Bis zum Abbruch des Experiments hat sich die befruchtete Eizelle in etwa 250 Zellen geteilt; Organe sind in diesem frühen Stadium noch nicht ausgebildet. Ein Teil der Zellen wird die Plazenta bilden, aus den anderen entwickelt sich der Fötus. Nach den vorliegenden Informationen des Instituts will Niakan in diesen Prozess eingreifen. Die Wissenschaftler vermuten, dass ein Wachstumsfaktor mit dem Namen OCT4 für die Entwicklung des Fötus von großer Bedeutung ist. In den ersten Experimenten soll das Gen ausgeschaltet werden, das für die Produktion von OCT4 zuständig ist. Vermutlich lassen sich damit Informationen über den Beginn der Embryo-Entwicklung gewinnen. Vereinfacht formuliert geht es um die Frage, warum viele Eizellen sich nicht in die Gebärmutter einnisten können und warum es in den ersten Wochen der Schwangerschaft zu Fehlgeburten kommt. Man wolle verstehen, welche Gene menschliche Embryonen brauchen, um sich erfolgreich zu entwickeln, sagte Niakan.

Mit der Produktion von Designer-Babys hat das nichts zu tun - das Projekt ist reine Grundlagenforschung. Doch in dieser Bewertung liegt kein ethischer Freispruch für das Ansinnen der Wissenschaftler. Verbrauchende Embryonenforschung ist in vielen Ländern aus guten Gründen verboten. Und natürlich wird die Londoner Arbeitsgruppe auch neue Erkenntnisse zur genetischen Manipulation von menschlicher DNA in Eizellen gewinnen. Mit jedem Versuch wird die Technik ein bisschen besser werden. Niakan wird Fehlerquellen aufspüren, und andere Forscher werden davon profitieren. Das liegt im Wesen der Wissenschaft.

Es könnte durchaus sein, dass andere Forscher diesen Fortschritt nutzen. Den Tabubruch gab es schon. Im Frühjahr 2015 versuchte eine chinesische Gruppe eine genetisch bedingte Blutkrankheit durch den Einsatz von CRISPR-Cas9 zu heilen. Das Ergebnis war blamabel, die Zellen starben schnell ab. Nur bei einem Drittel der Embryos war die Genmanipulation überhaupt erfolgreich, aber die Chinesen hatten die DNA zusätzlich an mehreren Stellen unkontrolliert verändert. Viele Forscher wollten danach ein Moratorium, darunter auch die Erfinderin von CRISPR-Cas9, Emmanuelle Charpentier. Diese Debatte um eine freiwillige Selbstbeschränkung ist nicht einmal ein Jahr alt geworden.
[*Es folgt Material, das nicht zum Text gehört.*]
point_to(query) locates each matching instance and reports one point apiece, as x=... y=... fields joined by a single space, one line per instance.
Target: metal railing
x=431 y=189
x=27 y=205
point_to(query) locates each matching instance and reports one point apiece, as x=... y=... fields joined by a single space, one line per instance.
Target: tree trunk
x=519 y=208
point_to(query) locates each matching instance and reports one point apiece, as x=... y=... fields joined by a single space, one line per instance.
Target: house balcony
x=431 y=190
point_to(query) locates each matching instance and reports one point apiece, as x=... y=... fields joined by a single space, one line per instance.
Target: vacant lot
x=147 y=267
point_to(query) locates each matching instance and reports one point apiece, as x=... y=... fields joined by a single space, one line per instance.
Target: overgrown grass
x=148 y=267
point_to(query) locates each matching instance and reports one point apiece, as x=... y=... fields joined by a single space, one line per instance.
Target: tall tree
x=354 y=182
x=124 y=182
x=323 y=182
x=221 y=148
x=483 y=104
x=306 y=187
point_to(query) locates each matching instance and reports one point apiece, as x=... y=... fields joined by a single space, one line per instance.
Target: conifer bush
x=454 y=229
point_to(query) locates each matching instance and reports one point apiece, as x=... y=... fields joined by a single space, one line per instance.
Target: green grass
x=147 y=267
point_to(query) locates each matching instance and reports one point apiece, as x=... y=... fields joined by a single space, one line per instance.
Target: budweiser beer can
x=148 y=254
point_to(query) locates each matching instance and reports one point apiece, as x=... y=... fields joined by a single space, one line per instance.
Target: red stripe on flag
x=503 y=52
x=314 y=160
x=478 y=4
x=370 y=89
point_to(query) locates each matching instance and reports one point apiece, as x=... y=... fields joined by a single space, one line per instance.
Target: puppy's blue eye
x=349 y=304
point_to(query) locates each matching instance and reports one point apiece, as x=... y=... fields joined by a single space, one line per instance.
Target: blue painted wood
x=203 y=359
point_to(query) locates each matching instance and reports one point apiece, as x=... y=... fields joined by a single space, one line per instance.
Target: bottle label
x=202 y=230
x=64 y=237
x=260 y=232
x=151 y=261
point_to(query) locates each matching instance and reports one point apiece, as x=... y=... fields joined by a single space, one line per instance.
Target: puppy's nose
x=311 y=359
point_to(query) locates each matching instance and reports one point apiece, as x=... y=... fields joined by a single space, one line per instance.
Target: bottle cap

Geht es nach den Befürwortern, dann erfreuen sich die ersten Menschen, deren DNA bearbeitet wurde, nicht über Olympische Medaillen als Super-Sportler, sondern über ihre Gesundheit. Bei manchen Krankheiten, die vererbt werden, könnte die Veränderung des Erbguts der einzige Weg für eine Heilung sein. Das ethische Universum dieser Argumentation kennt vor allem eine Einschränkung. Bevor mit menschlichen Zellen gearbeitet werden dürfe, sollten die Verfahren gesichert getestet sein, sagt beispielsweise Shoukhrat Mitalipov. Auf jeden Fall dann, wenn der Embryo später in die Gebärmutter eingenistet werde.

Mitalipov hat eine Therapie entwickelt, die Frauen mit schadhafter DNA in den Mitochondrien, dem Energiekraftwerk der Eizelle, helfen soll. Mitalipov kann die DNA gegen ein Stück einer gesunden Frau austauschen, das wird vermutlich die Überlebenschancen ihrer Kinder verbessern. Seit Oktober 2015 ist die Therapie in Großbritannien gesetzlich geregelt. Es gehe um "sehr begründete Einzelfallentscheidungen", sagt er. Die ersten Kinder könnten in diesem Jahr geboren werden. Sie besitzen ein kleines Stückchen DNA, das nicht von ihren biologischen Eltern stammt.